Frame invariant diffusive formulation of scalar-tensor gravity

TL;DR

This paper demonstrates that a frame invariant formulation of scalar-tensor gravity reveals the effective fluid to be perfect with zero temperature, shifting the focus to a chemical potential for deviations from general relativity.

Contribution

It introduces a frame invariant approach to scalar-tensor gravity, showing the effective fluid is perfect with zero temperature, and reinterprets deviations from GR via chemical potential.

Findings

Effective temperature is not frame invariant and can be arbitrarily tuned.

Frame invariant formulation yields a perfect fluid with zero temperature.

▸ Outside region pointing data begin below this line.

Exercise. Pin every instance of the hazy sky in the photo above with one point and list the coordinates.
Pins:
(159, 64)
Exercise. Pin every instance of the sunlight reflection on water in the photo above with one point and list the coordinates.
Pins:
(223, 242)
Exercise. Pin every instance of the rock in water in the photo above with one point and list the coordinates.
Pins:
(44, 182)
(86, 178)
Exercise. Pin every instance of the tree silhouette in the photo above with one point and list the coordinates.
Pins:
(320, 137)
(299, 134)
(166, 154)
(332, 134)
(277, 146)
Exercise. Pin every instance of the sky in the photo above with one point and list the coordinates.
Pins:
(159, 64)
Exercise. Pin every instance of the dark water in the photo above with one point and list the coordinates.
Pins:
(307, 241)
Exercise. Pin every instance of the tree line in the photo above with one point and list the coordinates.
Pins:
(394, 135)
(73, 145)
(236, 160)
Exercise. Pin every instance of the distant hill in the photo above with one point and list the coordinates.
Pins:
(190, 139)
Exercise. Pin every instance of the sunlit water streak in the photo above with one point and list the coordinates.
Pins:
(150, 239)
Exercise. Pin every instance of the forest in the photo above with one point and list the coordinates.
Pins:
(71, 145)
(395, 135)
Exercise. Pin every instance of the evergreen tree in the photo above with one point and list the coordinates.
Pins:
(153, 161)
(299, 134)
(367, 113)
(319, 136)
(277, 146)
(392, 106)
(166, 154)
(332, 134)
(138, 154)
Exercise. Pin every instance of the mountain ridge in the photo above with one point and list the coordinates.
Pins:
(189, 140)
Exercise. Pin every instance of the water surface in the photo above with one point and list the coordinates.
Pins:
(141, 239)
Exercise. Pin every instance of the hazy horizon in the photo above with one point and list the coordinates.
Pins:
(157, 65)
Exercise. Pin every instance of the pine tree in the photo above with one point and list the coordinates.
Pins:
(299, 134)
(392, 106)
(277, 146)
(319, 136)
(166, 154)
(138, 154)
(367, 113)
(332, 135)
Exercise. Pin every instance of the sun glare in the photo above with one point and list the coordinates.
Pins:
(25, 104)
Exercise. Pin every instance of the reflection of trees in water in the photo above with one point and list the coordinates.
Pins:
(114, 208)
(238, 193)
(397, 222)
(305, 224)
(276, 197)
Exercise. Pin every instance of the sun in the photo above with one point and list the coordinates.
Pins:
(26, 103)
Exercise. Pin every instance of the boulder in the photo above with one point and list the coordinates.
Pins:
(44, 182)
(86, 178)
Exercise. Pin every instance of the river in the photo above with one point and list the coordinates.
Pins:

Deviations from GR are governed by a chemical potential, not temperature.

Abstract

Thermodynamics provides a useful interpretation of scalar-tensor gravity, in which the effective imperfect fluid admitted by the nonminimal coupling features a temperature that is associated with the departure from general relativity. However, in this construction, certain thermodynamical quantities are defined with respect to a particular conformal frame. In the present work, we show that the originally proposed effective temperature assigned to nonminimally coupled scalar field theories is not frame invariant, and can thus be arbitrarily tuned by a change of frame. This raises the question of whether temperature can be viewed as an intrinsic property of a scalar-tensor theory rather than a particular representation of it. Working instead with the frame invariant formulation of scalar-tensor gravity, we find that the frame invariant effective fluid is perfect with identically vanishing temperature. The departure from general relativity is then governed not by temperature, but rather by a frame invariant chemical potential, similar to minimal theories. Therefore, general relativity can be interpreted as a state of diffusive equilibrium for any scalar-tensor theory, regardless of whether it is minimal or nonminimal.